Ramblings about robbing the dead

Jwp, Going Postal
Country House
See page for author / Public domain

Occasionally, I step in something quite unpleasant. The noxious substance of which I speak is an article about Inheritance Tax written by a certain Will Hutton back in 2007.

http://www.theguardian.com/commentisfree/2007/oct/07/comment.inheritancetax

It is old, I know, and has upon it that whitened bloom and the crusty skin that grows upon such things over time, especially in such wet and windy environments such as the pages of the Guardian Newspaper. He writes about Inheritance Tax, or as I prefer to call it Shroud Rifling. Here are just a few of the points that he makes:

Him: “Every civilisation has wrestled with what to do about inherited property. The human impulse to pass on what you own to your heirs is one of the most primeval and elemental of all. But allowing too few families to concentrate property ownership and thus deny the prospect to others is pernicious. It creates an unfair aristocracy of the propertied that ultimately undermines the legitimacy of the very idea of property.”

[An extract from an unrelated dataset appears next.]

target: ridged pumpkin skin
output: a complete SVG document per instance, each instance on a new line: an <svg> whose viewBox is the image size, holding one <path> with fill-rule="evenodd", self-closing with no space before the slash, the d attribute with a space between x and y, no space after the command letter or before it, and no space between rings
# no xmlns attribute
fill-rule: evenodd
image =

Me: The ’problem’ of what to do about inherited property exists only in the mind of those who think there is a choice, a variety of possibilities. The only just possibility is to allow your offspring to enjoy the fruits of your lifetime labours. To have it snatched away at the passing of your last breath is tantamount to stealing the wallet from the pocket of a corpse.

There is no concentration of property ownership where all are free to bequeath what they have saved, and all are at liberty to pass it on to succeeding generations. This may be a lot, or a little, but it is a goal to which all responsible parents and grandparents would aspire. The ability to pass on what I own to my children does not in any way hinder the possibility for you to do the same. There is nothing pernicious about it. On the contrary, there is a lot that is fine, and noble; dare I say beautiful?

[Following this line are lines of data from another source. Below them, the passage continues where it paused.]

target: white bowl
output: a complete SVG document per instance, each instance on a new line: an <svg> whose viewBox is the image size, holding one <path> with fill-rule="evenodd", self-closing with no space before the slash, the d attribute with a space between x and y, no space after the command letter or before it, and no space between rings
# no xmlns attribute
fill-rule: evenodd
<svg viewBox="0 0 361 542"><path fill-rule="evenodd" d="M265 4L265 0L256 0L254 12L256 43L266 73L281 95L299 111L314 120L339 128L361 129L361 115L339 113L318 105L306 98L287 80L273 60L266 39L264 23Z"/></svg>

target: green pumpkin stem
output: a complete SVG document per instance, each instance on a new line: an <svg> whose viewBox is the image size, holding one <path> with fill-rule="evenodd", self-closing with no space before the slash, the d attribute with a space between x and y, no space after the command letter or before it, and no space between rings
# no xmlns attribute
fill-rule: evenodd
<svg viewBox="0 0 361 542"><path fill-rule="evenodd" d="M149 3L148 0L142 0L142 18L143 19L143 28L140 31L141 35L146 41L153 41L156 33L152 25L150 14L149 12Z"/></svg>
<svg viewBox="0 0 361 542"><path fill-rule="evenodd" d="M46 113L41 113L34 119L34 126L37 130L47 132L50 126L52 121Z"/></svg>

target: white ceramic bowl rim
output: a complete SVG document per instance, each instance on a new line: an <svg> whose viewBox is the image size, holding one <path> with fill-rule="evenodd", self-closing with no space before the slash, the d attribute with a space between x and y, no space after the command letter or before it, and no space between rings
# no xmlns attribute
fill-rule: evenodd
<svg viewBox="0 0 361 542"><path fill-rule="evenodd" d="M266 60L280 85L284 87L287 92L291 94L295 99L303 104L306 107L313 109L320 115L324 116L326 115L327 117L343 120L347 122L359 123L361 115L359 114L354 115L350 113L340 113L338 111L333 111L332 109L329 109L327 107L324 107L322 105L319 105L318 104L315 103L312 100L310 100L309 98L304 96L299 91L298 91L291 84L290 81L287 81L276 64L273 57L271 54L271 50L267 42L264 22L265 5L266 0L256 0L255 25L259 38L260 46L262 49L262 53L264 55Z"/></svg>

Him: “Suddenly the notion that taxing inherited property is immoral is taking root, and without much opposition……No moral system yet devised can justify this position.”

Me: It doesn’t have to be justified. It is those who seek to remove part of the property in tax from the ownership of the beneficiary who must justify the principle of inheritance tax.

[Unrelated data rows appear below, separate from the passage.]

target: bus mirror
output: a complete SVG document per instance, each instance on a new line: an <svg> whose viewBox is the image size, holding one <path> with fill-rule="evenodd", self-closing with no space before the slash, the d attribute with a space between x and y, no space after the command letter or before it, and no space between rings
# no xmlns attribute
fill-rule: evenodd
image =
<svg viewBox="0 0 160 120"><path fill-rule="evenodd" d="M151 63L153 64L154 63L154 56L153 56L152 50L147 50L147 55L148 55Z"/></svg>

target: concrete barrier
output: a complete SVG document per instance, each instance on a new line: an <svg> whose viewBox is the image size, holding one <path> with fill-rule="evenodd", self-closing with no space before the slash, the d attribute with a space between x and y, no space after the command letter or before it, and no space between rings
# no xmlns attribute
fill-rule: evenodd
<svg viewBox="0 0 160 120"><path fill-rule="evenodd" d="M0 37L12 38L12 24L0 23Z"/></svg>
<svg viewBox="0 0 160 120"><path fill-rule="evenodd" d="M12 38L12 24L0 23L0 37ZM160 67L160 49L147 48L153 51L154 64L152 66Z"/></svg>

Him: “Rather, the take should be raised and the loopholes closed that let much property to be held offshore. The economic benefits are clear. More property would have to be sold on death to pay the tax, easing house-price inflation and giving people the chance to buy property that otherwise would not come on the market. Farmers in my grandfather’s generation won the chance to buy farms after the war when estate duty was high and land came on the market. No more.”

Me: This is nothing less than the state engineering the right to possess. It appears to suggest that a government has the right to decide who is the most deserving recipient of the opportunity that arises out of the demise of an individual. A man dies, his property, wealth and chattels become the object of an unseemly scrum, those who have eyed them covetously for some years are now given the chance to make them their own. This is a new and quite insidious form of State Intervention.

Him: “Easy access to unearned wealth destroys the incentive to work and to experiment – one of the reasons the wiser among the super-wealthy are generally careful to limit the money they leave to their children. One very wealthy man I know has decided that, having paid for his children’s education and bought them houses, he will leave them no bequest because already the prospect of being gifted wealth is undermining, even destroying, their character.”

Me: There is an illogical circularity in this paragraph. Surely we are all free to deny an inheritance to our children if we think them indolent and unworthy. That is freedom.

I would add, paraphrasing what Hutton has said, that “Easy access to any form of unearned income destroys the incentive to work…..”. I think we might be agreed on that point. However, in the case of inheritance, it is the ‘owner’ of the wealth that gets to decide, not the state.

Judas was paid, Going Postal
Ruin
“File:Shtamm’s Country House Ruins in Bucha.jpg” by Okurtsev is licensed under CC BY-SA 3.0

Top is a picture of a house. Immediately above is another picture of a house. They are of the same house. There was, at the time that the house was inhabited, a working farm together with a complement of estate workers and domestic servants. All had homes and livelihoods provided through their employment in the enterprise of “the House”. The owner died. The inheritor chose to walk away rather than pay death duties. Today, all that remains of the house is a shell, and the outbuildings are privately owned. Several are holiday homes whose owners live away. The transition from Country House and Estate to ruin is the result of the desire of government to impose an unjust tax grab, to rob a man of his right to pass on what he had built to another member of his own family, and the response of a free man to decline payment. So is inheritance tax a progressive tax? Or a destructive and unjust levy upon the lifetime endeavours of free people?